Тут и пожаловали два палача, Зырян да Васька.
– Ты уж готов, протопоп?
– Готов.
– Прощаться будешь или так пойдешь?
– Так пойду.
Вышел из дому первым да и стал как столб.
– Марковна, ты погляди!
Марковна на улицу выскочила, изумленных палачей растолкав, а мимо избы – Еремей идет с одним аманатом.
– Еремеюшко! – ахнула в голос, и тот оглянулся, все тотчас и понял, поклонился Аввакуму издали.
– Оставьте батьку! – приказал палачам. – Со мной идемте.

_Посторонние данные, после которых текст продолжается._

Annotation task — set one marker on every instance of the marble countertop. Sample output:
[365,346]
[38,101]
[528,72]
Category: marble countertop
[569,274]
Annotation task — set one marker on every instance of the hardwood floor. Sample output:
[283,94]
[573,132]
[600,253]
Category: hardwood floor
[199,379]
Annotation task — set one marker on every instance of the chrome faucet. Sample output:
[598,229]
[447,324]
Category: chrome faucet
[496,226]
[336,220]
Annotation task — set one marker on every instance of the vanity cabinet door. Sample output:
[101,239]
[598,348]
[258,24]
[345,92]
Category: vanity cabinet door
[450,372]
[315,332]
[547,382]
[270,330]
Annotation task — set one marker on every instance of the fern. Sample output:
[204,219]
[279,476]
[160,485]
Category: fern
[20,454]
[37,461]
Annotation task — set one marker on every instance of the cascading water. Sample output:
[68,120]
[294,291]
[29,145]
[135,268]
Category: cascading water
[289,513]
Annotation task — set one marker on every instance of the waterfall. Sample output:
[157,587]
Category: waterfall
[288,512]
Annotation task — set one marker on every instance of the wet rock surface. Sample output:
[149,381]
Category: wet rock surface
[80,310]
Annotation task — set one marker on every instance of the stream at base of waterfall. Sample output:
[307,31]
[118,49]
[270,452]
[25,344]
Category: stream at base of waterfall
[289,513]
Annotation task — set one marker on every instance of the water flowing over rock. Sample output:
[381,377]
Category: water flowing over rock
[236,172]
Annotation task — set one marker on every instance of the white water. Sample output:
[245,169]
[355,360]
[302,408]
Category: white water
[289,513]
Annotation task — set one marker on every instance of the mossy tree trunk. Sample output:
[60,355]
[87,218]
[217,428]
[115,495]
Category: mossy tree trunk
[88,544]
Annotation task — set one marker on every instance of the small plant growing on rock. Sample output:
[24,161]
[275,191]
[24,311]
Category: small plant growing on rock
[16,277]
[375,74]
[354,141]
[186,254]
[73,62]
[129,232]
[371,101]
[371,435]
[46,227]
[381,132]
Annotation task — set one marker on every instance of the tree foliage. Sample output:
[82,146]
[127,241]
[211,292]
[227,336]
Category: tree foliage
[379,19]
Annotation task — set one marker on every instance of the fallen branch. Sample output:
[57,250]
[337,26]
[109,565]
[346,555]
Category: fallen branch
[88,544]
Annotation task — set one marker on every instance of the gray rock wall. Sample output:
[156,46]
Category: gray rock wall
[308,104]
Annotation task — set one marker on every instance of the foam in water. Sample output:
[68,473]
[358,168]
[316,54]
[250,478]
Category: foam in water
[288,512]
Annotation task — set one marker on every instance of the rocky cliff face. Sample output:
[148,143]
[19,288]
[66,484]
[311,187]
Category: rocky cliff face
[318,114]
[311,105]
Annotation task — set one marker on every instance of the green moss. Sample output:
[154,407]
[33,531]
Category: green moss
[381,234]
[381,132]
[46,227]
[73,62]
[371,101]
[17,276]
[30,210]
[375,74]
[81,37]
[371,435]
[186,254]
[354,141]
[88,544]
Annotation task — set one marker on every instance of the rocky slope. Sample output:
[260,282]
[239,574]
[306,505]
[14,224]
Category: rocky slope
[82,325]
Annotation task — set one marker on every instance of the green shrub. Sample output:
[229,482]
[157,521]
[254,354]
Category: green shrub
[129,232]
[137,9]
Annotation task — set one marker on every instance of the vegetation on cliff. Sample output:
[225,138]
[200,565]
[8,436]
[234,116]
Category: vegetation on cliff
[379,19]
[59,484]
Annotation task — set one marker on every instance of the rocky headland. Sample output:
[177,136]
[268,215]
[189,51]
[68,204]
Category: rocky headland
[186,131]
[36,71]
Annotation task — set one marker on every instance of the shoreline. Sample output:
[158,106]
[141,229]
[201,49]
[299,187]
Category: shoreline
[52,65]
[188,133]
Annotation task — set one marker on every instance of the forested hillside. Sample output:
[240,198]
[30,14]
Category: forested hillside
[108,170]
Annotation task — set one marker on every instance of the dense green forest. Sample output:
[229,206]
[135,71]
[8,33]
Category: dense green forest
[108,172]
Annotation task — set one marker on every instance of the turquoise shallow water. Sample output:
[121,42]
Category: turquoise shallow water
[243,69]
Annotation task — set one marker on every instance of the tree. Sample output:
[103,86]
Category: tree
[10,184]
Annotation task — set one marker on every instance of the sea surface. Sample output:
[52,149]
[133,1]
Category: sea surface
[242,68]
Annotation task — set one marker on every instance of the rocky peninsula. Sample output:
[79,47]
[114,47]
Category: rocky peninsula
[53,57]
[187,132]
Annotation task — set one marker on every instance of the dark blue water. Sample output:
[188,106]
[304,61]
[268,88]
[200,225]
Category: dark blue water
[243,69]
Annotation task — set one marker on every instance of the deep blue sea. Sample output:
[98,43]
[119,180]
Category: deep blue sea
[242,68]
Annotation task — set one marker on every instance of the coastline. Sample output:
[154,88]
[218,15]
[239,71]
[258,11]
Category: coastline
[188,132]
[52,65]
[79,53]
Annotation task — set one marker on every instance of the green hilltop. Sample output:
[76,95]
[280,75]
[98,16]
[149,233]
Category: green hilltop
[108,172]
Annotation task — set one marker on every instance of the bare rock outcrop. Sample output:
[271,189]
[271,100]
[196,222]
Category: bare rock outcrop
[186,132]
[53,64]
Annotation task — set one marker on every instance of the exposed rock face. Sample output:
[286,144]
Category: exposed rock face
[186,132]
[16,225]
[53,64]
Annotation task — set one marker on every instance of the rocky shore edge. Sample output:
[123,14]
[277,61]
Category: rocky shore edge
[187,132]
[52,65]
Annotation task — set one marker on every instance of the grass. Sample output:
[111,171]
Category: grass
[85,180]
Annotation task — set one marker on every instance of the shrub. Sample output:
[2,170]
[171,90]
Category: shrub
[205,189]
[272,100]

А по Иргеню уж молва столбом крутящимся. Выскочил Пашков из застенка, где сам щипцы в огне калил, протопопа на части рвать, бежит, как мужик пьяный, рубаха расхристана, волосы мотаются на глазах, руки растопыренные трясутся.
– Еремей! – завопил уже издали, рыдая, как самый простой человек.
Еремей же поклонился отцу и сказал ему, опустя голову:
– Побили мое войско, батюшка-воевода. Если бы не Гаврила-тунгус, что тащил меня раненого, то и меня бы убили или бы в плен забрали. Семь дней брели мы с Гаврилой, все горами, с голоду помирали. Белку съели, с этой белки и живы.
– Аввакум погубил злой молитвой! – простонал Пашков.
– Не греши, отец. Не трогай батьку, – снова поклонился Еремей. – Мне во сне, пока брели, явился человек, как две капли воды – батюшка протопоп, дорогу к Иргеню указал.